Agriculture Secretary Tom Vilsack announced that he apologized by telephone to Mrs. Sherrod on Wednesday and offered her a job within the department, a day after she was pressured to resign after a videotape showed her making what were incorrectly perceived as racist comments.

“I started off by extending to her my personal and profound apology for the pain and discomfort that has been caused to her and her family over the course of the last several days,” said Mr. Vilsack at Wednesday’s hastily called press conference as he described his conversation with Mrs. Sherrod.

He asked her to consider a “unique opportunity” that would take advantage of her years of experience within the department and with rural communities. He said that Mrs.
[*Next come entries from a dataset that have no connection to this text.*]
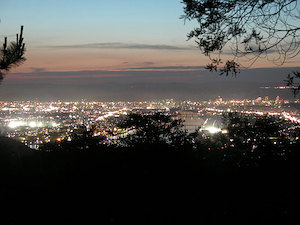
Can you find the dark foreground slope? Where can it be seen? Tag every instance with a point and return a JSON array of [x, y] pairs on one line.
[[148, 184]]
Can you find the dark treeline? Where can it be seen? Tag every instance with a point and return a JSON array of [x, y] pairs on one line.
[[159, 174]]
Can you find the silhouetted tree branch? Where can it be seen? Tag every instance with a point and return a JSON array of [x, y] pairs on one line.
[[12, 54], [251, 29]]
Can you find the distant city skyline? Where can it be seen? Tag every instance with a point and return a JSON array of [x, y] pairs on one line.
[[116, 50]]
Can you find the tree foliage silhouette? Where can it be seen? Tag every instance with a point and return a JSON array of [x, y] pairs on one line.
[[250, 29], [12, 54]]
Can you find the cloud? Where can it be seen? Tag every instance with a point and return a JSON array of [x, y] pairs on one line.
[[118, 45], [179, 68]]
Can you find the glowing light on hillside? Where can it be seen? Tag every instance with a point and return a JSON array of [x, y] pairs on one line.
[[14, 124], [213, 130]]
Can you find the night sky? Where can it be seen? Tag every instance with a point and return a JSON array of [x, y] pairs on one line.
[[119, 50]]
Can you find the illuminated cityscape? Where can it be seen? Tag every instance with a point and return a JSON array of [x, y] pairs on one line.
[[35, 123]]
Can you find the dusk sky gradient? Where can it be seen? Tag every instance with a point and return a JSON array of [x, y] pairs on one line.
[[115, 49]]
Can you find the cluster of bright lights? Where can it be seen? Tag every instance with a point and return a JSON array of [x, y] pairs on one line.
[[14, 124], [213, 130], [32, 124]]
Sherrod told him she would need a few days to think about whether she wanted to accept the offer.

“She has an extraordinary history of helping individuals in trouble and of course she has gone through a very difficult period in the last couple of days,” said Mr. Vilsack.

He insisted that the decision to ask for her resignation was his alone and that “there was no pressure from the White House.”

“This was my decision and it’s a decision I regret having made in haste,” said Mr. Vilsack. As a result, he said, “a good woman has gone 

through a difficult period and I’ll have to live with that for a very long time.”

Mr. Vilsack’s apology and job offer came about an hour after the White House apologized to Mrs. Sherrod. Both the White House and the Agriculture Department have said they will review the entire episode to figure out what went wrong.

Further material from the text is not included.